I began an eight week theater improv workshop feeling intrepidly awkward. I finished the workshop with newfound freedom and feelings of joy and bounty.
This is what I learned:
Improvisation is establishing a pattern or noticing my pattern, and choosing to do something different. The first thing we did in class was to walk naturally. After a bit of that our teacher asked us to make one small change in our gait. This is the basic building block of improvisational process.
Focusing on making my partner look good, making sure I had his or her back, greatly reduced my own self-consciousness. This is an excellent tactic for fostering conversation with strangers and friends.
Aspire to the greatest challenges. Taking risks provides an opportunity to embrace failure and celebrate mistakes. Whenever we got stuck on stage, or during one of the games, our teacher encouraged us to throw up our arms and gleefully declare our mistake with an enthusiastic "whoopee!" I began doing this at home when I burn toast or worse, and while making quilts. It's extremely freeing and effective to let go of self-judgement in this physical way. Try it. Seriously try it.
I don't need to plan ahead. All I have to do is affirm what my partner offers and add one little bit to it. By taking things moment by moment and accepting everything that's offered and building on it --doth make the scene or quilt unfold. Practicing this in the theater class has reinforced my ability to do this with in my improvisational patchwork.
The path where I am least comfortable holds the most promise for discovery and the most opportunity for a dynamic unfolding of the scene. Choose the route that feels "dangerous?" How awesome is that! I'm so tired of living a life where my primary concern is being comfortable. Everywhere I turn culture bombards me with the supremacy of comfort and security as the highest standard by which all relationships seem to be deemed as meant to be, or not meant to be. Okay I will stop my rant right here but let me say that I am moved to tears of gratitude, in this moment as I'm writing, for having the opportunity to participate in a community that affirms one of my deepest values --that discovery is the path to knowing and being known which leads to the gateway of freedom, and freedom is the path to connection, and connection the path to joy.

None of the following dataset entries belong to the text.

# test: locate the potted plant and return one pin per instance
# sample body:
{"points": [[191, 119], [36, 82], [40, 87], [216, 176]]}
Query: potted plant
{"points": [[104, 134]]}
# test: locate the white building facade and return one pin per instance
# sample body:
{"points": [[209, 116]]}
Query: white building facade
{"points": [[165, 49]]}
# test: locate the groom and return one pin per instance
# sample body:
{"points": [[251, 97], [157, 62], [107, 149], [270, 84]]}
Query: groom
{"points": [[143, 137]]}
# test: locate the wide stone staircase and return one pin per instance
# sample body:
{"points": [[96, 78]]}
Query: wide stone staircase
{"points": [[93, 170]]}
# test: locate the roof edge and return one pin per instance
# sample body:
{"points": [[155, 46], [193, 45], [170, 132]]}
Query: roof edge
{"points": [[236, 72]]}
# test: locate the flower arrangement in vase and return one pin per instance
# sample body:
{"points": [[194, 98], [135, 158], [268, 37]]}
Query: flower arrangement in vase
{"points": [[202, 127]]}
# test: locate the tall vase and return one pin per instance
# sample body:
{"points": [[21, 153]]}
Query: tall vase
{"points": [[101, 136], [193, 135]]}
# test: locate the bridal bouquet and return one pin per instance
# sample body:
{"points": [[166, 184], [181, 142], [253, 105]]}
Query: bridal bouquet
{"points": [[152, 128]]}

Damn if I'm not going to have some fantastic kick-ass quilts if I keep this in mind while I'm making them! Which brings me to this quote by quilt maker Arbie Williams:
I’m going to be up to something real dangerous when I get through with this. This quilt done killed two people. --from "Let It Shine: Improvisation in African-American Star Quilts" by Eli Leon.
Fully commit -- to the character and to what has been established in the scene --and follow it whole heartedly. I learned that commitment actually supports flexibility, because with commitment comes whole heartedness. Once I am into something 100% it's easier to be present and flexible. When I committed to the smallest character trait like a nervous hand tick for example, the scene flowed with less effort. There are so many choices to make in a quilt that without commitment there is no flow or integrity, just a constant back and forth that leads to confusion, feelings of being overwhelmed and a mishmash patchwork. Commitment feels and looks so good in comparison!
Of course I discovered so much more than I can put into words. Hopefully the many lessons learned from theater improv will show up in my quilts. I'm joyful to report I'm already feeling some impact on my life and relationships.